La NSA, trop grosse pour se conformer, fait le jeu des décentralisateurs
Nous connaissions les banques et les compagnies d’assurance « Too big to fail », sauvées de la faillite par le gouvernement américain, nous connaissions les « Too big to pay taxes », ces multinationales bénéficiant de larges abattements et conservant leurs profits dans des paradis fiscaux. Dorénavant, il existe le « Too big to comply » (trop gros pour se conformer) grâce à la NSA.
Une excuse bidon, une de plus
L’information provient du blog étasunien de l’ACLU, une ONG dédiée à la défense des droits civiques. La NSA a rédigé un document dans le cadre d’un procès où elle est accusée par l’Electronic Frontier Foundation (une autre ONG américaine) d’avoir collecté des données privées sans mandat légal. Récemment, les plaignants ont souhaité s’assurer que la NSA conservait les preuves de l’accusation – une obligation normale dans tout procès – sur ses serveurs. Voici ce qu’a répondu en substance la NSA :
« Les tentatives de se conformer entièrement à l’ordre du tribunal daté du 5 juin constitueraient une entreprise massive et incertaine car la NSA aurait à éteindre toutes les bases de données et les systèmes qui contiennent les informations de la section 702 ».

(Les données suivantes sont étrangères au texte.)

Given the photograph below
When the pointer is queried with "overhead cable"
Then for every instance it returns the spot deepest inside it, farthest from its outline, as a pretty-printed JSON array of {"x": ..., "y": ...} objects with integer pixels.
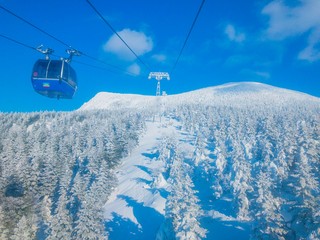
[
  {"x": 58, "y": 40},
  {"x": 188, "y": 35},
  {"x": 117, "y": 34}
]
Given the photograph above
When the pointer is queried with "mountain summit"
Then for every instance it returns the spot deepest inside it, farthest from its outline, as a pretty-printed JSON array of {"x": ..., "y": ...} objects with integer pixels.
[
  {"x": 231, "y": 93},
  {"x": 236, "y": 161}
]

L’agence de renseignement a également avancé que la conservation des preuves pour ce procès risquerait de la mettre en violation d’autres règles conçues pour protéger la vie privée. Peut-on imaginer une plus mauvaise excuse ? N’est-il pas évident que n’importe qui est capable de faire une sauvegarde de données informatiques sans mettre en danger le reste des informations présentes sur le serveur ? Pendant des années, la NSA a éludé les accusations en prétendant que ces dernières ne correspondaient qu’à de pures spéculations, mais depuis les révélations de Snowden, elle ne peut plus se retrancher derrière ces arguments. Elle invente donc une nouvelle ligne de défense qui lui permet simplement d’effacer toute pièce à conviction.
L’avenir est-il aux chaînes de blocs ?
Seulement, cette argumentation de la NSA peut se retourner contre l’agence car elle montre son incapacité à savoir gérer correctement les données collectées. De quoi apporter de l’eau au moulin des partisans d’une gestion décentralisée de la monnaie et plus généralement des données. A ce sujet, un article paru dans le Telegraph (Royaume-Uni) cette semaine a fait grandement parlé de lui. Intitulé The coming digital anarchy (l’anarchie digitale à venir), il traite de manière exhaustive de cette problématique. L’article est un peu long, mais il vaut le détour pour les anglophones.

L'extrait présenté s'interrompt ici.